Dopo l’azione di Hamas, l’esercito israeliano ha annunciato un blocco totale a Gaza. Quindi niente energia, cibo e acqua per oltre 2 milioni di palestinesi. Ma colpendo cittadini che nulla hanno a che fare con Hamas, non si rischia di perpetuare all’infinito questa spirale di odio che infiamma il medio oriente?
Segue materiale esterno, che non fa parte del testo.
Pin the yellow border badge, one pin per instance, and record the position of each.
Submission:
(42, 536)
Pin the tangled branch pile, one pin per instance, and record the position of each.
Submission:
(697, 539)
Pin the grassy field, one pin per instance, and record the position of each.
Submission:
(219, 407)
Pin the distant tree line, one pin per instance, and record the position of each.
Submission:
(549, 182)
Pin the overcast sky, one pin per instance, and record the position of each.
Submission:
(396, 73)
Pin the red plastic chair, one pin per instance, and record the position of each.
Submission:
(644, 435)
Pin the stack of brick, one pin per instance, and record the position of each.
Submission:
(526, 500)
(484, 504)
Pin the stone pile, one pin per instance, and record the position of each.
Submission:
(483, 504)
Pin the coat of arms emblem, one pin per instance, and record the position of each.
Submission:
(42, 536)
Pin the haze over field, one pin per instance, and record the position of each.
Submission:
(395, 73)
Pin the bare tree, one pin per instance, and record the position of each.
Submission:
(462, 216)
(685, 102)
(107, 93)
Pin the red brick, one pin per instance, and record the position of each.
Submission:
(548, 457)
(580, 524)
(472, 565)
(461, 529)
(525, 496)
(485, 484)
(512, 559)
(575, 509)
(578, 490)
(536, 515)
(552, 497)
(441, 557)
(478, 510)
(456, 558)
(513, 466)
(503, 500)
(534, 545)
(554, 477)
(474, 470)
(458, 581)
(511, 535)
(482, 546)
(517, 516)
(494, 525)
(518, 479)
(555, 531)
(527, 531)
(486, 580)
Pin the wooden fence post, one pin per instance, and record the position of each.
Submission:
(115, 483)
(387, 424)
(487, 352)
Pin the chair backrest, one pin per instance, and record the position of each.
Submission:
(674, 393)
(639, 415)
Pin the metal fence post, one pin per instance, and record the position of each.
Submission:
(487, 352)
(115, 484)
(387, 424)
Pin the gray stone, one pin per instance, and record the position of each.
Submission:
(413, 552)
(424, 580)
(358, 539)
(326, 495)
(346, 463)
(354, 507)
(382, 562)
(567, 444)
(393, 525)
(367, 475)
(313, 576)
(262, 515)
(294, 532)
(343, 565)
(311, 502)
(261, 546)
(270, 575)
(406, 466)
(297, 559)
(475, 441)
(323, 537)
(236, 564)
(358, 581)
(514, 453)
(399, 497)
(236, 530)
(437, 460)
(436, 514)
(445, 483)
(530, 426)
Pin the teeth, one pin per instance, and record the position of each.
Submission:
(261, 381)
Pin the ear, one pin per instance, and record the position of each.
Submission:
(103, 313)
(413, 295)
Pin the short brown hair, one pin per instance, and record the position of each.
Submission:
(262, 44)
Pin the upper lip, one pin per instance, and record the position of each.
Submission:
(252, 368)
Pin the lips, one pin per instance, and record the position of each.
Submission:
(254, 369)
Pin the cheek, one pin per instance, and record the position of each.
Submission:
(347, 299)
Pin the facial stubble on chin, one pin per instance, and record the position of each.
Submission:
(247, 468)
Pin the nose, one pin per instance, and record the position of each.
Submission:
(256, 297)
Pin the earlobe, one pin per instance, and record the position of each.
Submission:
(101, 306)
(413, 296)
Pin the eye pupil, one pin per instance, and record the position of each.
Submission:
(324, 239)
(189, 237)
“Inanzitutto vorrei dire che quello che abbiamo visto a partire da sabato è qualcosa che non ha precedenti. Qualcuno l’ha paragonato all’11 settembre ma secondo me è un paragone azzardato perché siamo davanti a qualcosa di completamente nuovo e al momento indecifrabile. È un attentato? Una guerra? Non sappiamo neanche come definirlo. Io parlerei di una sorta di guerra ibrida anche se dobbiamo rilevare che non siamo davanti a un conflitto tra due Stati ma tra uno Stato e Hamas, ossia un’organizzazione terroristica. Al netto di tutto ciò in questi giorni è emersa un’immagine diversa di Israele che non è quella fortezza che viene descritta ma è un Paese vulnerabile e per questo non dobbiamo sottovalutare il trauma che stanno vivendo i cittadini israeliani. Dobbiamo evitare di cadere in facili ma gravi errori come quello di identificare gli israeliani con Netanyahu o Israele come un Paese di destra, esattamente come non si può identificare il popolo palestinese con Hamas del quale, a mio avviso, è ostaggio. Siamo davanti a una situazione estremamente tragica e credo che spetti all’Europa – e soprattutto all’Italia – intervenire al fine di svolgere un ruolo di mediatori, capace di condurre in tempi brevi a uno scambio di prigionieri su cui costruire le premesse per una soluzione politica del conflitto. Se l’Europa abdicherà a questo ruolo, come al momento sembra colpevolmente fare, allora le ripercussioni sarebbero catastrofiche. Del resto sono convinta che non è con la forza che si possa risolvere una situazione del genere”.
Intanto si segnalano i primi botta e risposta tra Israele e Hezbollah in Libano e con la Siria. Siamo davanti a un’escalation del conflitto mediorientale?
“Purtroppo penso che il rischio sia abbastanza concreto. Questo perché sappiamo bene che dietro Hezbollah c’è la lunga mano dell’Iran che ha tutto l’interesse a far saltare gli accordi di Abramo che avrebbero potuto normalizzare i rapporti tra Israele e Arabia Saudita. Inoltre Hezbollah che fino ad ora ha tenuto una posizione attendista, è un alleato di ferro di Hamas e ha i suoi interessi nell’area. Tutte ragioni per le quali l’allargamento del conflitto è possibile e al contempo molto inquietante perché ci riguarda molto da vicino e non soltanto per la questione economica o per l’approvigionamento delle fonti energetiche, penso ai rapporti con l’Algeria, ma che rischia di diventare un evento destabilizzante per l’intera area del mediterraneo con effetti a lunto termine che sono del tutto imprevedibili”.